High-Bandwidth Atomic Force Microscopy Reveals A Mechanical spike Accompanying the Action Potential in mammalian Nerve Terminals

Information transfer from neuron to neuron within nervous systems occurs when the action potential arrives at a nerve terminal and initiates the release of a chemical messenger (neurotransmitter). In the mammalian neurohypophysis (posterior pituitary), large and rapid changes in light scattering accompany secretion of transmitter-like neuropeptides.

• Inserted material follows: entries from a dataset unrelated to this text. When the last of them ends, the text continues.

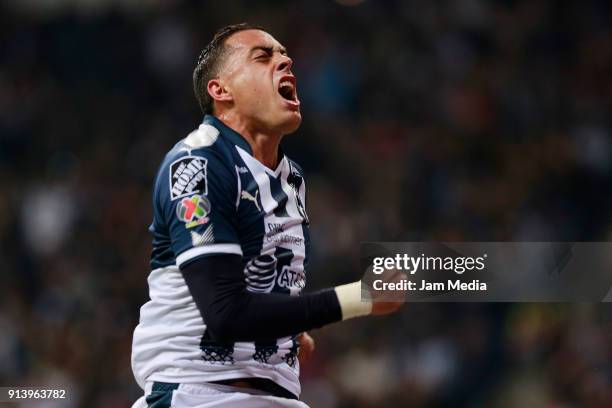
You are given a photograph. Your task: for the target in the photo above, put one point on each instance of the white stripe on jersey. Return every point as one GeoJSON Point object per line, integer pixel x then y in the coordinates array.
{"type": "Point", "coordinates": [208, 249]}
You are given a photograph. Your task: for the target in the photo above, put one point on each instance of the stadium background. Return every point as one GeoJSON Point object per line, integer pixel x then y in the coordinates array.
{"type": "Point", "coordinates": [444, 120]}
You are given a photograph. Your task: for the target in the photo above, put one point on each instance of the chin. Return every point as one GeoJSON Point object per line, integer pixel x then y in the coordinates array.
{"type": "Point", "coordinates": [292, 122]}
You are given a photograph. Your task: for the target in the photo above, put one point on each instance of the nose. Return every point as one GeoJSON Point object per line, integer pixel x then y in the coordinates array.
{"type": "Point", "coordinates": [285, 63]}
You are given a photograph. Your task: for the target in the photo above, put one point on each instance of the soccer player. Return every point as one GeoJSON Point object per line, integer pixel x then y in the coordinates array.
{"type": "Point", "coordinates": [226, 319]}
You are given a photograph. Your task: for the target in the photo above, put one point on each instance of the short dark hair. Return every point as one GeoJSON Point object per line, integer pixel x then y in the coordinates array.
{"type": "Point", "coordinates": [209, 62]}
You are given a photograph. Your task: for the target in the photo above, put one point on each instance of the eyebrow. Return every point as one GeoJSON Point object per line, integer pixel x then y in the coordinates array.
{"type": "Point", "coordinates": [267, 49]}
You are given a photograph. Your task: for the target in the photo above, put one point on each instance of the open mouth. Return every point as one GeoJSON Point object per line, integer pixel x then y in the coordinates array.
{"type": "Point", "coordinates": [286, 89]}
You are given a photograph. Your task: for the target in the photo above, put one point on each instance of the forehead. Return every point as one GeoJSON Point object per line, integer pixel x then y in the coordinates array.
{"type": "Point", "coordinates": [244, 41]}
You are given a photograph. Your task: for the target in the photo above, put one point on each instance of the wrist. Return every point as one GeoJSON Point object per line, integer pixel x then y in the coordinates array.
{"type": "Point", "coordinates": [350, 300]}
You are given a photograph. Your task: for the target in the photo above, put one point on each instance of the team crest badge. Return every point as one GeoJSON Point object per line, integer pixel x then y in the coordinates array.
{"type": "Point", "coordinates": [188, 176]}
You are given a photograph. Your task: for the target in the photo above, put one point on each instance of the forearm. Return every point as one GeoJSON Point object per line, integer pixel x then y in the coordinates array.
{"type": "Point", "coordinates": [232, 313]}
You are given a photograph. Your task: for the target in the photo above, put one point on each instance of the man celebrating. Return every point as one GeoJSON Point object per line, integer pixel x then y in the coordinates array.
{"type": "Point", "coordinates": [230, 244]}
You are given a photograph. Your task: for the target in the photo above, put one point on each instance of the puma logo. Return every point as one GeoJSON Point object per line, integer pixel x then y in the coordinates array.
{"type": "Point", "coordinates": [245, 195]}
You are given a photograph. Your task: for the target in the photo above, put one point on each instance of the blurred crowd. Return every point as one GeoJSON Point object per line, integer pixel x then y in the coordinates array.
{"type": "Point", "coordinates": [464, 120]}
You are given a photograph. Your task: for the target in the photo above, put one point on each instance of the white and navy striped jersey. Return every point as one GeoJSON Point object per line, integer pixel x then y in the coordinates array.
{"type": "Point", "coordinates": [212, 196]}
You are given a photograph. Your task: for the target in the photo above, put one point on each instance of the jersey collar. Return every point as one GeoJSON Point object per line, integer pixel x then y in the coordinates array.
{"type": "Point", "coordinates": [234, 137]}
{"type": "Point", "coordinates": [237, 139]}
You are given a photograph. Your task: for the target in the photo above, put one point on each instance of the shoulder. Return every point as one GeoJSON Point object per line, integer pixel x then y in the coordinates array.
{"type": "Point", "coordinates": [191, 164]}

In the mouse, these intrinsic optical signals are intimately related to the arrival of the action potential (E-wave) and the release of arginine vasopressin and oxytocin (S-wave). We have used a high bandwidth (20 kHz) atomic force microscope (AFM) to demonstrate that these light scattering signals are associated with changes in nerve terminal volume, detected as nanometer-scale movements of a cantilever positioned on top of the neurohypophysis. The most rapid mechanical response, the ``spike'', has duration comparable to that of the action potential ($\sim $2 ms) and probably reflects an increase in terminal volume due to H$_{2}$O movement associated with Na$^{+}$-influx. Elementary calculations suggest that two H$_{2}$O molecules accompanying each Na$^{+}$-ion could account for the $\sim $0.5-1.0 {\AA} increase in the diameter of each terminal during the action potential. Distinguishable from the mechanical ``spike'', a slower mechanical event, the ``dip'', represents a decrease in nerve terminal volume, depends upon Ca$^{2+}$-entry, as well as on intra-terminal Ca$^{2+}$-transients, and appears to monitor events associated with secretion. A simple hypothesis is that this ``dip'' reflects the extrusion of the dense core granule that comprises the secretory products. These dynamic high bandwidth AFM recordings are the first to monitor mechanical events in nervous systems and may provide novel insights into the mechanism(s) by which excitation is coupled to secretion at nerve terminals.